Quanto abbiamo detto non significa abdicare ad un relativismo totalizzante che disperda nella
varietà delle forme il senso dei saperi. Bensì che questo “senso”, riconducibile alla loro vocazione
epistemica e al fondamento logico del loro progetto conoscitivo, può trovare espressione in diverse
forme, pur non coincidendo identicamente con nessuna di esse. È vero, tuttavia, che queste forme,
definite pragmaticamente entro il sistema delle relazioni tra gruppi sociali, sono visibili solo
assumendo un punto di vista “esterno” al sistema, cioè guardando ai saperi come a fenomeni
estrinseci ai pensieri e alle azioni individuali e collettive che li determinano. In altre parole,
volgendo lo sguardo dai processi di significazione che hanno luogo all’interno dei gruppi sociali, ai
loro prodotti. Da questo punto di vista, i saperi si configurano, anziché come insiemi difformi (o in-
formali) di conoscenze, come sistemi organizzati (in modo più o meno formale)1 di queste. Non
solo. Questo spostamento di prospettiva, dall’interno all’esterno di tali processi, non è
semplicemente “un modo di vedere le cose”, ma un decentramento necessario ai fini della
trasmissione intenzionale dei saperi. Ciò è vero tanto per le comunità scientifiche, le quali per
produrre conoscenza devono scambiarsi informazioni, idee e teorie, quanto per le istituzioni
formative, le quali per assolvere al proprio compito di trasmissione culturale devono operare scelte,
elaborare giudizi e compiere valutazioni.
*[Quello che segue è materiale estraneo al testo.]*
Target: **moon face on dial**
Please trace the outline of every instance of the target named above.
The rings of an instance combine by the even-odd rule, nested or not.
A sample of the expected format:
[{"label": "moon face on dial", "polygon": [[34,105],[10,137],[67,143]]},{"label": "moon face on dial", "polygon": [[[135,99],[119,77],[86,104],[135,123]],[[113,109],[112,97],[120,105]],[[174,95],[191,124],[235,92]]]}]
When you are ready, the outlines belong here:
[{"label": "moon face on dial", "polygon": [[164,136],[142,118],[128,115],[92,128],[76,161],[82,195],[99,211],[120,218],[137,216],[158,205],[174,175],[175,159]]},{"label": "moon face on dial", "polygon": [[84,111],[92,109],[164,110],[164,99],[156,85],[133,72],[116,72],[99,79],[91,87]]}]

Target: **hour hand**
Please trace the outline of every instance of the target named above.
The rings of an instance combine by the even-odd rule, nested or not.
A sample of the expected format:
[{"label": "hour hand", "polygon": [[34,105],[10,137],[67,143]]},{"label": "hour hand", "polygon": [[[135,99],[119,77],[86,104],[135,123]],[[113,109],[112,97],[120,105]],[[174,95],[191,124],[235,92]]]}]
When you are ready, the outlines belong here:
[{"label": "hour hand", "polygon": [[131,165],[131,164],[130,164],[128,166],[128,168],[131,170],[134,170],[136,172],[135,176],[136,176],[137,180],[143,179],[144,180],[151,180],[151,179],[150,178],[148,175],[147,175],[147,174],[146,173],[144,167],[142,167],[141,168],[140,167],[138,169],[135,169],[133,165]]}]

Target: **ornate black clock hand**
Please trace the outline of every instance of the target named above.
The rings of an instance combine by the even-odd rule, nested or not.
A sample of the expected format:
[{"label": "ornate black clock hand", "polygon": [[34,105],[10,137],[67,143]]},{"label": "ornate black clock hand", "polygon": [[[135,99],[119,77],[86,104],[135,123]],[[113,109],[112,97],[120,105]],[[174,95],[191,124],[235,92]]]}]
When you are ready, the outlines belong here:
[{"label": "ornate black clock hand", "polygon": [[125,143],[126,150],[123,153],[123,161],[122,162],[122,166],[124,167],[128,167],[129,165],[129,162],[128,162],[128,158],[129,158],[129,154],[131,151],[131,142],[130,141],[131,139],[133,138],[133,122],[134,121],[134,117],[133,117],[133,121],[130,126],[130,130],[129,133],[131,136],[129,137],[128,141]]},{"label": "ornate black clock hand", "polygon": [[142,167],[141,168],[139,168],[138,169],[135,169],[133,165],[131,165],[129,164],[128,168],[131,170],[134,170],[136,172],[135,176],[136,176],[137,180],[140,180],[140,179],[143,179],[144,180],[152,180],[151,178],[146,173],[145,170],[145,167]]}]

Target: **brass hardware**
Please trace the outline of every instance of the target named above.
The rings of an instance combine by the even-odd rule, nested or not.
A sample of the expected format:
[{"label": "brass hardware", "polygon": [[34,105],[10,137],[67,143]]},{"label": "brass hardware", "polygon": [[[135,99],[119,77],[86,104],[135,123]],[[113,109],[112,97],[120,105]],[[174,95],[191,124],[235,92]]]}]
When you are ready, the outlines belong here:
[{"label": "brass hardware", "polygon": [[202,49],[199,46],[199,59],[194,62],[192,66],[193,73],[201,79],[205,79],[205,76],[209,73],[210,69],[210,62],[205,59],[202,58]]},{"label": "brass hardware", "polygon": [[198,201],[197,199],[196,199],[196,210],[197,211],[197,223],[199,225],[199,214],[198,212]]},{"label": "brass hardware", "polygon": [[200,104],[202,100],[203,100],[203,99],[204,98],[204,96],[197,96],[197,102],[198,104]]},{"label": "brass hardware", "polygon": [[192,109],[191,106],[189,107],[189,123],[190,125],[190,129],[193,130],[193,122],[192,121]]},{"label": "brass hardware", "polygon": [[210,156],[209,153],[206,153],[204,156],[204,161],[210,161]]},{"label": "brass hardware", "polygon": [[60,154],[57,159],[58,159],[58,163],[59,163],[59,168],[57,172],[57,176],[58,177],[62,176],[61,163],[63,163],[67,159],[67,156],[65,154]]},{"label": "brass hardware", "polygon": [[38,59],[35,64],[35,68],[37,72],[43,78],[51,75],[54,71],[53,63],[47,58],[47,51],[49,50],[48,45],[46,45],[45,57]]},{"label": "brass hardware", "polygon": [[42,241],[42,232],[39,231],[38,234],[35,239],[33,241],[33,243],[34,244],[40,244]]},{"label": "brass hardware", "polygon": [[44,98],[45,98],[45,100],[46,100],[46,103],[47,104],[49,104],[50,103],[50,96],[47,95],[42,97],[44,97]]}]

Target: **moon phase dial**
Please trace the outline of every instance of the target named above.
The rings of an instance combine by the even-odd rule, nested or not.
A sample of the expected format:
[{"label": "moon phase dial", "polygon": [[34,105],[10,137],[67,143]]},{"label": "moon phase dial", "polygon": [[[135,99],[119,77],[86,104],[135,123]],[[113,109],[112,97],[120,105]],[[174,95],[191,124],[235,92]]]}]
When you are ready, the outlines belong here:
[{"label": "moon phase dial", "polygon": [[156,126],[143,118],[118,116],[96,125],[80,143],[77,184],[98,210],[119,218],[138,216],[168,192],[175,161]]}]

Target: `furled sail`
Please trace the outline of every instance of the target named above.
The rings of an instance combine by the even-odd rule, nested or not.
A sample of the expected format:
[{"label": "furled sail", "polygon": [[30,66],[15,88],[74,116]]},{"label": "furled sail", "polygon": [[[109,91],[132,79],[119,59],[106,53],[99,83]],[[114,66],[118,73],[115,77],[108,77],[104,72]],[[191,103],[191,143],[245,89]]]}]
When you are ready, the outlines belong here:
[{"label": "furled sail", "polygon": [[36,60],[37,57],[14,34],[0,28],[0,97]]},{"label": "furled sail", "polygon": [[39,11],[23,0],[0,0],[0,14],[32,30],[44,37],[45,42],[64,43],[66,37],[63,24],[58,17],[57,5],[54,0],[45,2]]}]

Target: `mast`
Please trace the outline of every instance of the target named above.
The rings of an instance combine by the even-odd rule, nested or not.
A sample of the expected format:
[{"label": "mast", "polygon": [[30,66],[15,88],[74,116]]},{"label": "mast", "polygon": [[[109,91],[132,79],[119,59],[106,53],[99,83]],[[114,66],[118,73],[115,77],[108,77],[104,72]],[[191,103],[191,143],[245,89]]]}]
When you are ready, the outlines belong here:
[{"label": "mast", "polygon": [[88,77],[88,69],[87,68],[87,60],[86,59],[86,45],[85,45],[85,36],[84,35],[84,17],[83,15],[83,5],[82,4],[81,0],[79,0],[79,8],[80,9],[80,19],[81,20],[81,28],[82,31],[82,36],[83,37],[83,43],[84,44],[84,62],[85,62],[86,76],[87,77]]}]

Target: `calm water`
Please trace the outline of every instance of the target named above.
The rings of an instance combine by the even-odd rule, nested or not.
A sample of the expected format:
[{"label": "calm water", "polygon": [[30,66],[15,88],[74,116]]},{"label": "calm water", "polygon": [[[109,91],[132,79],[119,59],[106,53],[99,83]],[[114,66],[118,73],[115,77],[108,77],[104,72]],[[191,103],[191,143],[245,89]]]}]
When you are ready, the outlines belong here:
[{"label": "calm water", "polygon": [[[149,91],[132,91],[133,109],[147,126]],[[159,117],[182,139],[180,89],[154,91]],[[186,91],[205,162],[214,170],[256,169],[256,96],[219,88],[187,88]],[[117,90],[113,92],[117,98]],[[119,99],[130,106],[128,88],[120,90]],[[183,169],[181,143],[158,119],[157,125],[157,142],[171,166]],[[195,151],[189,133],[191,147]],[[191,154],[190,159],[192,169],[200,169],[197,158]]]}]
Dunque, le forme dei saperi si costruiscono all’interno del
processo culturale e sono diverse a seconda degli scopi, delle modalità e dei destinatari della
trasmissione.

3.1.1. Forme scientifiche e forme didattiche dei saperi

In base a quanto abbiamo detto, potremmo distinguere tra forme scientifiche e forme didattiche
dei saperi. Le prime si danno all’interno delle comunità scientifiche e corrispondono a modalità di
strutturazione formale della disciplina. Le seconde, invece, si danno all’interno delle istituzioni
formative (nella scuola, da quella di base all’università in cui la forma didattica è quella più
prossima alla forma scientifica, ma anche, per esempio, nei musei) e corrispondono a modalità di
trasposizione didattica2 della disciplina. Più precisamente, dato che tali modalità non sono né

1
Sulla dialettica formale/informale riferita ai saperi scolastici si veda: Asor Rosa A. (1994), “Formale, informale”, in: Vertecchi B. (a
cura di), Formazione e curricolo, Firenze, La Nuova Italia, pp. 17-26.
2
Questo concetto, elaborato nell’àmbito delle Didattiche disciplinari e in particolare della Didattica della matematica da Yves
Chevallard, concerne la possibilità di stabilire relazioni opportune tra sapere esperto (savoir savant), sapere da insegnare (savoir à
univoche né definitive, la trasposizione didattica corrisponde alla formazione della forma didattica
dei saperi in rapporto alla loro forma scientifica.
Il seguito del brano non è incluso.